Krush Wins Women's Title in a Ghoulish Tiebreak
Sunday, May 20, 2012 at 5:01PM
Dennis Monokroussos in 2012 U.S. Women's Championship, Anna Zatonskih, Irina Krush, blunders

Anna Zatonskih and Irina Krush were tied at the end of the U.S. Women's Championship round-robin, so today they played a tiebreaker. It would go to an Armageddon game if necessary, but first they played a pair of G/25 (plus 5 second increments per move) rapid games. In the first, Zatonskih got nothing with White, pressed anyway, and lost. In the rematch, however, she played very well and obtained a winning attack. To break the attack, Krush offered an exchange, but Zatonskih went for more. Krush's reply was a blunder, and with a simple two-mover her opponent would win a rook, equalize the scores, and go on to the Armageddon game.
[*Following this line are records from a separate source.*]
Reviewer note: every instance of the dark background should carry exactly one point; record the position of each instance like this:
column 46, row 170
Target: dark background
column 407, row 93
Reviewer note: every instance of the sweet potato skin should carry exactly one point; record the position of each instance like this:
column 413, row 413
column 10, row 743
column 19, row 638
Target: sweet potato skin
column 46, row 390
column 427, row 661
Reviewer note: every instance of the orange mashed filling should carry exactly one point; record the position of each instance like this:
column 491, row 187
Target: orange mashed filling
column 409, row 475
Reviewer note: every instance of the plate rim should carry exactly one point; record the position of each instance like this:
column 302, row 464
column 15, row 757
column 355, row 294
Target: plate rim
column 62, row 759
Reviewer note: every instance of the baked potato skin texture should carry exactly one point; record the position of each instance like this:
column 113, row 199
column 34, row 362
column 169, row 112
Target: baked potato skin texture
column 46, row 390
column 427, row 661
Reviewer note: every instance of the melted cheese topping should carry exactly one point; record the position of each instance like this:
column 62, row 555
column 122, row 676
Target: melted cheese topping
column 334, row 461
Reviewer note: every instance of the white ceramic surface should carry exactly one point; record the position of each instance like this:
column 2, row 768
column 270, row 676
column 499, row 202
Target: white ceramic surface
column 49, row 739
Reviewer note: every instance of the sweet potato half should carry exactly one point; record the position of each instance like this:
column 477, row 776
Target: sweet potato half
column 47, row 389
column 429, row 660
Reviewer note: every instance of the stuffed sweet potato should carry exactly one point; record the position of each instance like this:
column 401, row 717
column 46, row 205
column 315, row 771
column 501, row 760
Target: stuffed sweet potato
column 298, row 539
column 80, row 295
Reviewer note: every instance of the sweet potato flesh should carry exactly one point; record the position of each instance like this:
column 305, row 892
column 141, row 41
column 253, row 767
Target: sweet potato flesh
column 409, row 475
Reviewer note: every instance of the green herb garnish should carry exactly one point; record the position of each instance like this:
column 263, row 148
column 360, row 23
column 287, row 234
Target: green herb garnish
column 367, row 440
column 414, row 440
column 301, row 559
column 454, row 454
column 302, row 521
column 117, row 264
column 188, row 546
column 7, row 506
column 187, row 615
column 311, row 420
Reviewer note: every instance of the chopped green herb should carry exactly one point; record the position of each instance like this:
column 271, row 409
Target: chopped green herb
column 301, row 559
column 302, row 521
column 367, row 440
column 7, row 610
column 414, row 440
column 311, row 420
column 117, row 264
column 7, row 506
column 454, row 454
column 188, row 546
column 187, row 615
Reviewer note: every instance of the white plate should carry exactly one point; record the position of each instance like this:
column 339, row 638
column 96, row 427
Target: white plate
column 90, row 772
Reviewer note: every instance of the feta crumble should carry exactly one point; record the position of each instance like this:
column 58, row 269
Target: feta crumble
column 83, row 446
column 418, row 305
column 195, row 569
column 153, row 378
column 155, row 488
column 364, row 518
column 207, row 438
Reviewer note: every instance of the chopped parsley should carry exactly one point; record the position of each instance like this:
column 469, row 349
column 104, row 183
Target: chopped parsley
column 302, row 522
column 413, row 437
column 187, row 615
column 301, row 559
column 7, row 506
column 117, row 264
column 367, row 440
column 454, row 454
Instead, after thinking for three minutes, Zatonskih missed it. By this point Krush had seen it and could be seen exhaling in relief, though even after this her position was awful. Zatonskih didn't handle the technical task to perfection, but was slowly but surely getting the job done. And then...she simply hung a rook. Maybe it was the sort of OTB equivalent of "pre-move": she expected that Krush was going to do something else, and simply carried out her intended move anyway, not noticing before reflexively executing what was now a blunder.

A horrific reminder, in case anyone needed it, that errare humanum est.